Generally, keeping a microphone between one half to one inch away from your mouth will help to capture the full tone of your voice. As you sing considerably louder, move the mic away slightly or move your head a little to the right or left. As you reduce your dynamics, move back to your usual closer position.
Note: If you hold the mic too far from your mouth, sing into its side or across the top, the mic won’t capture your voice well. This is not just a mistake made by amateurs. In a May 2012 episode of the TV show Duets, judge John Legend pointed out this error to a contestant during his feedback.
Don’t Be a Drifter
This is the singer who moves away from the mic while still singing the last part of a phrase or who randomly moves on and off mic by not having it follow their head movements. It’s distracting for the listener to hear a voice sporadically booming and then fading. The vocal quality will be uneven and the lyrics difficult to follow.

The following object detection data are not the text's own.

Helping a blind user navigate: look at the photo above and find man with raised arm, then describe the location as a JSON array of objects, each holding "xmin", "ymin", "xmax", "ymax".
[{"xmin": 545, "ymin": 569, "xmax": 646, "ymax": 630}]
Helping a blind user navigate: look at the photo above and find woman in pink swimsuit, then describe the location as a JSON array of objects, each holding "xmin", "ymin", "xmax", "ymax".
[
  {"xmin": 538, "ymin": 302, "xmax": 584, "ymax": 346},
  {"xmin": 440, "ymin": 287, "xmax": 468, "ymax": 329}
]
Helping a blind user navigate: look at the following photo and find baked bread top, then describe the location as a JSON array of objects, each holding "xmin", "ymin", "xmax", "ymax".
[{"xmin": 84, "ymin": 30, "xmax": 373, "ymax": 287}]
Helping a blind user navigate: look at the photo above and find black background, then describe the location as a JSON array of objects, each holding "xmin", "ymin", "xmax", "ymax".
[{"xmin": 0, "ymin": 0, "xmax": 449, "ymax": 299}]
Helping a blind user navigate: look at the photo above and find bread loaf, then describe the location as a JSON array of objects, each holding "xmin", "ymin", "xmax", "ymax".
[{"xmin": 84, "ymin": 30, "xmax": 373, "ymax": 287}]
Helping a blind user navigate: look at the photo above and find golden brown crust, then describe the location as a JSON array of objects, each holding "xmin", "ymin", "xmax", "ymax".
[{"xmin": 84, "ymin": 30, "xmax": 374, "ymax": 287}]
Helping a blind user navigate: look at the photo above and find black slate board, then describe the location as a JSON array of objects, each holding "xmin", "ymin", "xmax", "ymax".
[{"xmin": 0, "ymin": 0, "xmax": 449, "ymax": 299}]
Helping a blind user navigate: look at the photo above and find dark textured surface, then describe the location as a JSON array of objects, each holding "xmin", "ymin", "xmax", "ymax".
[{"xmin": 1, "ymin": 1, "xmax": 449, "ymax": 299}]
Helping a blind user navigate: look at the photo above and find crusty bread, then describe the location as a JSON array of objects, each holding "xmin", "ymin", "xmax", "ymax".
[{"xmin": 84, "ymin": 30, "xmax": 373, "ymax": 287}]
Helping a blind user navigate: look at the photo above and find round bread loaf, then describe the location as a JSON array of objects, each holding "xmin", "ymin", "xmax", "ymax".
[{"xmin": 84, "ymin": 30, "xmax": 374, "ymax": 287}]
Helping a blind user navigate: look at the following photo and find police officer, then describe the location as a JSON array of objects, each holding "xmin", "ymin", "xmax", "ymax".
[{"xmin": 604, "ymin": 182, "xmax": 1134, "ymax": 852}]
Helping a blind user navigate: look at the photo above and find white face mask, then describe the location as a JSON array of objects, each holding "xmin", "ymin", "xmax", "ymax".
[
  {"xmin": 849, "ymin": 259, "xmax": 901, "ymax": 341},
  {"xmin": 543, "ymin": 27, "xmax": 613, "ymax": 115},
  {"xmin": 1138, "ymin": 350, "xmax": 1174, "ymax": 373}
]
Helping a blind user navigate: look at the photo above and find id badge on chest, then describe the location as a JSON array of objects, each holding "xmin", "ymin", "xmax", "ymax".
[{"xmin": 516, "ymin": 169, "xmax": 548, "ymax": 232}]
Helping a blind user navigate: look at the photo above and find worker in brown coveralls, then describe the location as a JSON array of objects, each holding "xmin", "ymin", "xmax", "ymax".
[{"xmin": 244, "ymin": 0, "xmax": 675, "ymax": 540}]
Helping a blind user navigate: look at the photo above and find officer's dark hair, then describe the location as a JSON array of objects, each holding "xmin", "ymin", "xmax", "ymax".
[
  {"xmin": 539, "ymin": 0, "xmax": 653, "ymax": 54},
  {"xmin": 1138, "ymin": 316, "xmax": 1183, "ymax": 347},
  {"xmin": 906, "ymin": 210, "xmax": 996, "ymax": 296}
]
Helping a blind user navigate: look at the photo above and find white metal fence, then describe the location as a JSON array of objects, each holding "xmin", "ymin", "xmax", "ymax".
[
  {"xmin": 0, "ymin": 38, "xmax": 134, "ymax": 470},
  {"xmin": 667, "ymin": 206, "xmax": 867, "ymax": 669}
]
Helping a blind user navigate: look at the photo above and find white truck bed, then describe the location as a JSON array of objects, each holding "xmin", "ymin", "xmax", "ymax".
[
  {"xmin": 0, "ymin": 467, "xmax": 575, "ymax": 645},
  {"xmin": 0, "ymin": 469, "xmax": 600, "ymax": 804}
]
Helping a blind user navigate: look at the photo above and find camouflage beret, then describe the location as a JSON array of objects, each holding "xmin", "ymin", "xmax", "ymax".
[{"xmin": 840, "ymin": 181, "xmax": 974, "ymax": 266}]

More often than not, the key lyric of a song phrase occurs at the end of the line. If you move your mouth off the mic as you approach the end of your phrases, you diffuse the impact of the most important lyrics and what you’re saying is lost to the audience. So keep the mic in front of your mouth through the end of your phrases.
You can be inspired and give a memorable performance if you take control of your live vocal sound using the tips we’ve covered. One additional tip would be to own and use effects pedals so you can be in-charge of your vocal mix (reverb, delay, doubling, etc.) before it goes to the mixing board. I have found TC-Helicon pedals provide the highest quality and most professional sound. For more on effects pedals and mics, see my Gear Reviews on my site.
May your life on stage be joyful and powerful!